A Demon of Our Own Design: Markets, Hedge Funds, and the Perils of Financial Innovation | List Price: $27.95 Discount Price: $14.70

| Binding: Hardcover
Great Book [Posted on 2008-08-13] Loving this book. It really brings clarity to all the events that surround financial crises. Got the book on time and in perfect condition.
GLB [Posted on 2008-08-14] I have had great difficulty reading this book firstly as I am not a quant nerd. Secondly, the author deems fit to draw comparisons with hedge funds and a host of unrelated topics eg. Chernobyl, Two Mile Island and the military and the Post Office (for heaven's sake)! The less said about the ill fated shuttles the better!! Third, the book is poorly written and/or badly edited as there are many duplications throughout the text an example of which is LTCM which crops up in every other chapter. Nevertheless, I also read the authors' presentation to the oversight committee of Congress where he did a complete about turn and in complete contrast to this book stated that better regulation was the way forward!
Confused? You better believe it!!
Thought-provoking reflection on Wall Street risk today [Posted on 2008-09-11] This book is part memoir, part reflection on risk, part tell-all, part recapitulation of recent financial crises and part polemic. If you fret that all these parts might blur author Richard Bookstaber's objectives and message, you are right, but, if you have the patience, keep reading.

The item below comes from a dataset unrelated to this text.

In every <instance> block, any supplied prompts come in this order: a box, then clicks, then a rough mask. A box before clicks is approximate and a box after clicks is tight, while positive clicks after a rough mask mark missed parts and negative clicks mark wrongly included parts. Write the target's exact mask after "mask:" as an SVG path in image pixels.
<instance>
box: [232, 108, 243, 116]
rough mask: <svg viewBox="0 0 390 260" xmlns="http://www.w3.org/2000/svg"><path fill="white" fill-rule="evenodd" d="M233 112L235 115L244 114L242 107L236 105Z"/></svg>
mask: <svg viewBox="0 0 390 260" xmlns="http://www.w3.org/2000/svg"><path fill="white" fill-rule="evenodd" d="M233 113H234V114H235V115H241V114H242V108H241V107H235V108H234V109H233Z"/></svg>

Enjoy the somewhat diffuse anecdotes and observations in the first few chapters until you reach the author's straightforward presentation of his case that the U.S. financial system is at risk from complexity and tight coupling. The book would have benefited from a slightly fresher take on the financial crises of the last three decades. However, given the author's years as a risk manager on Wall Street (Morgan Stanley, Salomon Brothers, Citigroup) and as a hedge fund expert (Moore Capital, Ziff Brothers, FrontPoint), his personal experience during fiscal crises and his close view of dramatic turns in the market, getAbstract finds that his diagnosis of systemic problems conveys several important stories and that his analysis deserves your attention.
Want to understand the current financial crisis? [Posted on 2008-09-22] Bookstaber has written a cogent, understandable and witty guide to the structural and human underpinnings of the current financial crisis. While this book requires thoughtful reading, it does not assume that the reader is technically savvy about markets or the plethora of financial instruments that have come to have such a dramatic impact on U.S. and world economies. I unhesitatingly recommend this book to anyone wishing a deeper understanding of the problems that can and have been created by financial markets and instruments.

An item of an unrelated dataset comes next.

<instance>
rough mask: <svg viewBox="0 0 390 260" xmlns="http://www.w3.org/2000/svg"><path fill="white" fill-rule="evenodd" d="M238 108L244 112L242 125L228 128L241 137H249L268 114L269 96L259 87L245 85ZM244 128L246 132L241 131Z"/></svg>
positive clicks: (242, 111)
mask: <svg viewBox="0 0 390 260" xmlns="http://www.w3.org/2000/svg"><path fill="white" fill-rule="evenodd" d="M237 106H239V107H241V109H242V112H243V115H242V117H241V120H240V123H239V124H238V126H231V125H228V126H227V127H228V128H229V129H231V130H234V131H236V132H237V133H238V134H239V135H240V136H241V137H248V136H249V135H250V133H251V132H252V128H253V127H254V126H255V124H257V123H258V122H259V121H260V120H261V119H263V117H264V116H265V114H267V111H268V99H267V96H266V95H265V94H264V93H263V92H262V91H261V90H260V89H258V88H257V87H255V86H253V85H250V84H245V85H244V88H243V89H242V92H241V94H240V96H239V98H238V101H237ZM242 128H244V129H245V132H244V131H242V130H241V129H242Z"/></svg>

A good read in these troubled times we are at [Posted on 2008-10-02] I read this book back in December 07, the perfect timing for it would have been now, however.
A very simple conclusion from this book is that despite all the good intentions that the current bailout (TARP) might have, what we are doing is creating a new demon that will provoke a new crisis, with a different twist, anytime in the future.
Crisis are inevitable and we cannot go against financial innovations (like in the last 10 years with derivatives, CDS, MBOs, CDOs, etc.)
A better synchronicity among financial institutions and one regulatory agency (not several agencies that do not communicate between themselves as they should) could be a solution.